Regulation has its victims, of course, and stories of infuriating inflexibility trickle out hour by hour. One old Japanese man, walking painfully with a stick, asked if he could take a short cut to his seat. But short cuts are not allowed, and he had to limp the long way like everyone else. And when a Canadian couple arrived at the ground in Sapporo with two tickets, only the husband was allowed in. The wife was forced to watch the game on television because she did not have a separate ticket for their eight-month-old baby.

Such mean-minded inflexibility was all the more absurd given what some people were getting away with. For months, Fifa, the Japanese organising committee and the police have been warning about the punishments ticket touts will face – and on Saturday, a British man was arrested for touting at the Ireland-Cameroon game in Niigata. But yesterday, tickets were being bought and sold under the eyes of the indifferent authorities.
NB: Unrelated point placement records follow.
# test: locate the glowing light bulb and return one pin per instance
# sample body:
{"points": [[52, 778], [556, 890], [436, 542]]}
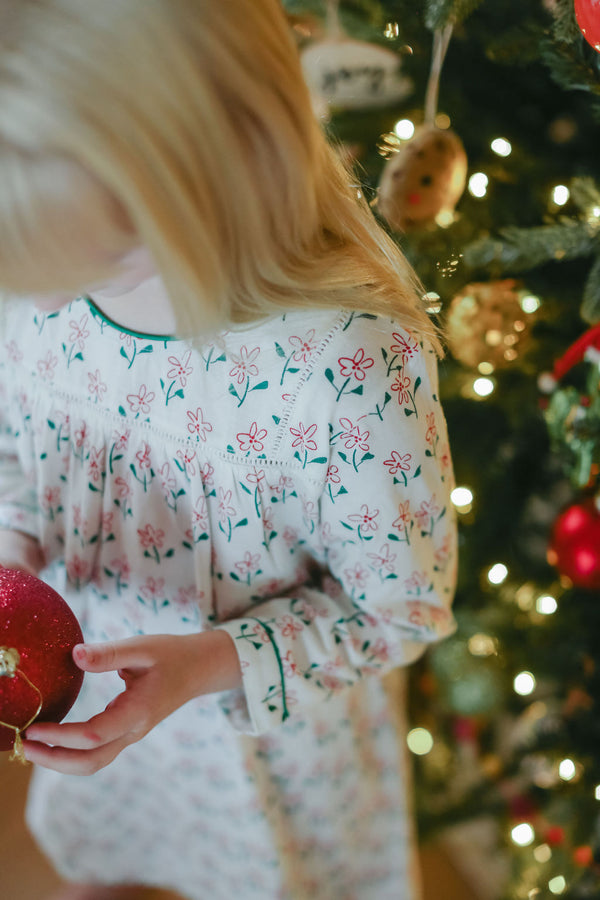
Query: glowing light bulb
{"points": [[546, 605], [478, 184], [530, 303], [501, 147], [523, 835], [462, 498], [524, 684], [567, 769], [557, 885], [404, 129], [483, 387], [420, 741], [561, 194], [497, 574]]}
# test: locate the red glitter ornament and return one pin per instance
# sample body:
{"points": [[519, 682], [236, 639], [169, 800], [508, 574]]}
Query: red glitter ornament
{"points": [[587, 13], [575, 544], [38, 677]]}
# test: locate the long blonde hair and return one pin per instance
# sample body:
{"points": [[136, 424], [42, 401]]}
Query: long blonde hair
{"points": [[185, 125]]}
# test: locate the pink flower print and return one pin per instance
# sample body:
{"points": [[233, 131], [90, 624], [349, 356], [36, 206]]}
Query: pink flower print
{"points": [[47, 365], [333, 475], [207, 471], [143, 456], [304, 346], [124, 489], [197, 425], [79, 332], [140, 402], [427, 511], [407, 346], [383, 561], [151, 537], [181, 369], [249, 564], [257, 477], [96, 386], [431, 433], [356, 365], [225, 510], [289, 626], [290, 536], [365, 519], [96, 463], [397, 463], [304, 437], [401, 385], [290, 667], [121, 439], [356, 577], [13, 351], [353, 437], [253, 439], [417, 582], [187, 458], [244, 364], [50, 498], [81, 436], [77, 569], [167, 481], [200, 515], [403, 520], [153, 588]]}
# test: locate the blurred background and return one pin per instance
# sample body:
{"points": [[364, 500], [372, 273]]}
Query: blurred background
{"points": [[474, 130]]}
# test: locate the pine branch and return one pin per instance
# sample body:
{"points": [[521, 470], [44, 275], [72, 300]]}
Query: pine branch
{"points": [[448, 12], [520, 249]]}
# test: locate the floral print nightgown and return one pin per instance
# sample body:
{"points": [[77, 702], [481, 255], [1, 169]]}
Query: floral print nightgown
{"points": [[289, 483]]}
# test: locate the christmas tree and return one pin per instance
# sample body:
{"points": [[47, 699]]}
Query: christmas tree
{"points": [[474, 130]]}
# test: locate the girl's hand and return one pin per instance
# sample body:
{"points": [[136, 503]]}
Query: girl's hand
{"points": [[161, 673]]}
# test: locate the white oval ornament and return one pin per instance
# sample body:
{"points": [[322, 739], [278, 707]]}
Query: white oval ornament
{"points": [[354, 74]]}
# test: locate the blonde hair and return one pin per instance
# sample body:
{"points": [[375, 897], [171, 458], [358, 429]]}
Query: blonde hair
{"points": [[184, 125]]}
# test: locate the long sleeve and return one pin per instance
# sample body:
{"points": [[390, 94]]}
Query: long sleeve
{"points": [[384, 522], [18, 500]]}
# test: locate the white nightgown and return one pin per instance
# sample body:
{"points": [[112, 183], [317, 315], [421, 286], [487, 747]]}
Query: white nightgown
{"points": [[289, 483]]}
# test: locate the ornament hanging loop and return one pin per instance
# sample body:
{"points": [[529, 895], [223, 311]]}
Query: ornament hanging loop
{"points": [[9, 668], [441, 40]]}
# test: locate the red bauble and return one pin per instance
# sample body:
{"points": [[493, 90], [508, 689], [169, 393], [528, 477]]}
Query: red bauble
{"points": [[36, 623], [575, 544], [587, 13]]}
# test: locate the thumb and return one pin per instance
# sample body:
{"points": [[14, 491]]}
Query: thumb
{"points": [[110, 656]]}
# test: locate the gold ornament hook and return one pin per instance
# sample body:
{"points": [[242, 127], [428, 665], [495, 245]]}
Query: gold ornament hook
{"points": [[9, 668]]}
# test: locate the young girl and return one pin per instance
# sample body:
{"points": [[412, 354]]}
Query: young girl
{"points": [[223, 445]]}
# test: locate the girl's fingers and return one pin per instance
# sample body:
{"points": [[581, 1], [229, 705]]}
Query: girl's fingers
{"points": [[72, 762]]}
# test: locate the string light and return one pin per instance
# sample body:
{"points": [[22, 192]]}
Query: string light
{"points": [[478, 184], [557, 885], [567, 769], [524, 684], [404, 129], [561, 194], [501, 147], [546, 605], [530, 303], [420, 741], [462, 499], [483, 387], [523, 834], [497, 574]]}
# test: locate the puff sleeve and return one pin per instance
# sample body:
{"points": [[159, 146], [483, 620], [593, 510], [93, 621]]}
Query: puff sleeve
{"points": [[369, 418]]}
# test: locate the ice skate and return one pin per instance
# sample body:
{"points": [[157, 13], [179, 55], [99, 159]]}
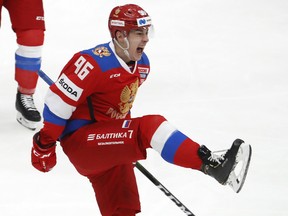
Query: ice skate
{"points": [[229, 167], [27, 114]]}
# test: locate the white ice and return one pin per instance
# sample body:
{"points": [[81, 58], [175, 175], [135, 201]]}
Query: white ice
{"points": [[219, 71]]}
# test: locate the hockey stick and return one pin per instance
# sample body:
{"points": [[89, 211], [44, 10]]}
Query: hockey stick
{"points": [[139, 166], [163, 189]]}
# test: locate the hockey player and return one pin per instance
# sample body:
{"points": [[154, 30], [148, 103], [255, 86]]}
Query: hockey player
{"points": [[27, 18], [88, 109]]}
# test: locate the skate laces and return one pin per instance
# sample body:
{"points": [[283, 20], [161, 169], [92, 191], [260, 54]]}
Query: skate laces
{"points": [[28, 102], [217, 157]]}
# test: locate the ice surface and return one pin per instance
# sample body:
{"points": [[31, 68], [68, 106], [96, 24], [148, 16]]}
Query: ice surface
{"points": [[219, 72]]}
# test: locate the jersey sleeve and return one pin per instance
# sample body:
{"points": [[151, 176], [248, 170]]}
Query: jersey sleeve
{"points": [[76, 81]]}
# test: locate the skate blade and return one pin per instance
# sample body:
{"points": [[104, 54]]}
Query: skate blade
{"points": [[26, 123], [239, 172]]}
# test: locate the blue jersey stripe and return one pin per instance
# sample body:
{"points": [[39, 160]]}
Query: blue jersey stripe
{"points": [[30, 64], [171, 146]]}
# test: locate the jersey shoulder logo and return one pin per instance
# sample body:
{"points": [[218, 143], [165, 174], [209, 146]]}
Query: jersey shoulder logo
{"points": [[101, 51]]}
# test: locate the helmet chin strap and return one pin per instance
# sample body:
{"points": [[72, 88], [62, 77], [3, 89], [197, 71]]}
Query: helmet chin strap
{"points": [[125, 50]]}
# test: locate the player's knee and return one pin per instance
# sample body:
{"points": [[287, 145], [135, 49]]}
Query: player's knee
{"points": [[148, 126], [34, 37], [124, 212]]}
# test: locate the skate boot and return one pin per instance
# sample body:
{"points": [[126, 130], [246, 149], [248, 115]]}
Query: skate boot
{"points": [[222, 166], [27, 114]]}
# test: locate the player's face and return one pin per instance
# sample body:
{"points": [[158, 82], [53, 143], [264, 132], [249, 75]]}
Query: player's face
{"points": [[137, 41]]}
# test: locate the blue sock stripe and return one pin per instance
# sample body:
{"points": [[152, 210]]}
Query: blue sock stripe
{"points": [[30, 64], [172, 145]]}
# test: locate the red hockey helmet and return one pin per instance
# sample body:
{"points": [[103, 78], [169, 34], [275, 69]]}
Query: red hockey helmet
{"points": [[128, 17]]}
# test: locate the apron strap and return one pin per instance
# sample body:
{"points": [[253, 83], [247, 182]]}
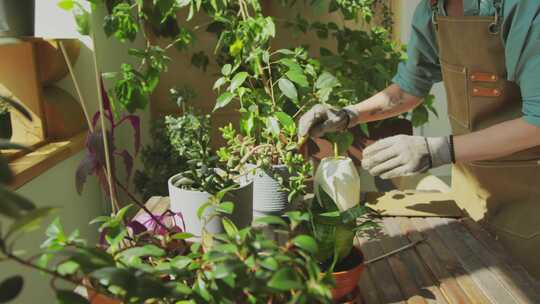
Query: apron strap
{"points": [[494, 28]]}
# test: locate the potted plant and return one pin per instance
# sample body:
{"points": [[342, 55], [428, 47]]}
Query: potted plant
{"points": [[17, 18], [5, 120], [136, 264], [203, 176], [337, 216]]}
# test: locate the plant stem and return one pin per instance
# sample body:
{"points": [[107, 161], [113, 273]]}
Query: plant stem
{"points": [[103, 126]]}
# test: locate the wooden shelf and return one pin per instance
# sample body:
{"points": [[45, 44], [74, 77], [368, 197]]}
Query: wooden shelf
{"points": [[35, 163]]}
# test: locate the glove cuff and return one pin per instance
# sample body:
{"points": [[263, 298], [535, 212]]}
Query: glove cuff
{"points": [[351, 115], [440, 150]]}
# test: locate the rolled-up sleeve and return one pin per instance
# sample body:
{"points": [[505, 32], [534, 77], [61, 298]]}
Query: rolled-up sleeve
{"points": [[528, 74], [417, 74]]}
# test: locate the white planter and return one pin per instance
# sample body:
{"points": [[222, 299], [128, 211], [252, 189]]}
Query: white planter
{"points": [[187, 202], [17, 18], [338, 177]]}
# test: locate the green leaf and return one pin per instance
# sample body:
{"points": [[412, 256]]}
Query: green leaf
{"points": [[350, 215], [271, 220], [273, 126], [306, 243], [343, 140], [223, 100], [13, 205], [226, 207], [67, 268], [182, 236], [114, 276], [326, 81], [11, 288], [270, 263], [30, 221], [238, 80], [286, 120], [229, 227], [285, 279], [145, 251], [180, 262], [288, 89], [66, 4], [70, 297], [226, 70], [7, 145], [298, 77]]}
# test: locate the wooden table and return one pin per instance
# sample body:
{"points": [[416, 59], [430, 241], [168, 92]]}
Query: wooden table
{"points": [[457, 261]]}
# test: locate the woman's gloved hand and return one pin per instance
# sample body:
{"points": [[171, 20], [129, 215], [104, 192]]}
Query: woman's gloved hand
{"points": [[322, 119], [404, 155]]}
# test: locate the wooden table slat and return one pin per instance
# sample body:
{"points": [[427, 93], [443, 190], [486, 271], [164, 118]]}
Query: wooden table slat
{"points": [[450, 261], [506, 276], [457, 263], [445, 281], [521, 276], [474, 264], [425, 280], [368, 289]]}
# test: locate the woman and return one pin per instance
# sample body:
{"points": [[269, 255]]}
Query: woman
{"points": [[487, 52]]}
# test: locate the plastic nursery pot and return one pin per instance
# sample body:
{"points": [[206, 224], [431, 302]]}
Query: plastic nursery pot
{"points": [[268, 197], [5, 125], [187, 202], [17, 18], [347, 275]]}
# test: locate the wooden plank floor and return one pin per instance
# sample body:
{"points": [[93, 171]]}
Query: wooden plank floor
{"points": [[457, 262]]}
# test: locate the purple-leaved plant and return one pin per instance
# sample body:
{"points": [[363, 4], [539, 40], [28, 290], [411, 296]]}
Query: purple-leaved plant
{"points": [[94, 162]]}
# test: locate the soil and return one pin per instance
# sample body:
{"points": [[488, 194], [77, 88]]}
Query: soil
{"points": [[352, 260]]}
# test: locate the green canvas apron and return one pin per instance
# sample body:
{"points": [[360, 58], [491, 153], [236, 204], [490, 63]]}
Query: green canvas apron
{"points": [[503, 194]]}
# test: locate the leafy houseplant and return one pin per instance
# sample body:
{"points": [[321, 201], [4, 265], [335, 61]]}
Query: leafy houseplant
{"points": [[203, 175], [337, 216], [135, 265]]}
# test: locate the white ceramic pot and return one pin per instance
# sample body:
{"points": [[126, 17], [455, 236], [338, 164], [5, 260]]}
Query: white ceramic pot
{"points": [[188, 202], [17, 18], [338, 177]]}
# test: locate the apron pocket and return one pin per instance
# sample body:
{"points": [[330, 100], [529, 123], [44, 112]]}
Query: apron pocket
{"points": [[456, 85]]}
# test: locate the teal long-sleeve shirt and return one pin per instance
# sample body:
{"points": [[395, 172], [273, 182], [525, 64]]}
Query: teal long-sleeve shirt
{"points": [[521, 35]]}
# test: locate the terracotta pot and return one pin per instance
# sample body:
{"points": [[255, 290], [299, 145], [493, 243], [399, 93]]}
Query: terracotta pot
{"points": [[52, 64], [347, 281], [5, 125]]}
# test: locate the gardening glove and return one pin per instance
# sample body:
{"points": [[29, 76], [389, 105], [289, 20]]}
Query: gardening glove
{"points": [[404, 155], [322, 119]]}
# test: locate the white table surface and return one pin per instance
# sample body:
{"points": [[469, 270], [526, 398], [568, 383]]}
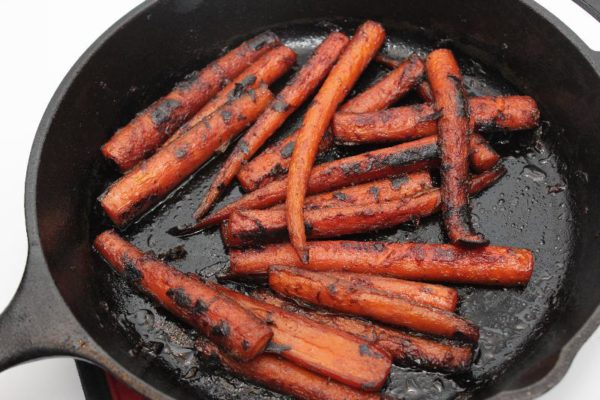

A friend of mine telephoned Fifa in Tokyo to ask about last-minute tickets, and was advised by international soccer's governing body to go to a tout. At Urawa-Misono station, where the subway from Tokyo comes in, Swedes, Britons and Japanese held up pieces of cardboard with pleading messages. "Prease [sic] ticket," was the most heart-wrenching.

Japan proudly declared weeks ago that most of its matches were sold out, but more than 10,000 of the Saitama's 63,700 seats were unoccupied yesterday. This may partly be because of delays in delivery by Byrom, the British printer of the tickets, but it seems also to be a result of Japanese anxieties about keeping rival fans segregated. "They are so much concerned with security and control that they end up with vast swathes of empty seats," said Kevin Miles of Britain's Football Supporters' Association.

No one I met was having a miserable time, though, and even with all the regulation some notable objects got inside the stadium. One England fan had a 20-times-actual-size model of the World Cup, and some Swedes carried a cardboard cut-out of the turncoat Sven Goran Eriksson lynched with a Sweden scarf. But the match was notable for the warmth and affection, particularly by Japanese connoisseurs of the obscurer reaches of English football.

Messrs Suzuki, Inoue and Chiba are founders of the Japan Chesterfield FC Fan Club. The club has two other members, and they all travel to Britain several times a year to follow the fortunes of the Second Division club. "Very expensive," Mr Suzuki agreed. "But very enjoyable." "It's a bit sad," said John Leeming, a Chesterfield fan at Saitama. "There are now more Chesterfield fans in Tokyo than there are in Chesterfield."

Some 10,000 England fans were at the match, and a few thousand Swedes. The mass – some 40,000 – were Japanese. Among them was a most distinguished figure, Takanonami, a former sumo champion. Their build makes it hard for sumo wrestlers to go incognito, and Takanonami did not even try. He strode into the stadium in his cotton kimono, with his hair tied in the traditional top-knot. A group of England supporters accosted him and before long one of Japan's foremost athletes was being honoured with football's most sacred chant:

"One Takanonami! There's only one Takanonami! One Takanononaaaaaami! There's only one Takanonami!" The man mountain blushed, giggled, and ran in the opposite direction as if someone was chasing him armed with a tuba.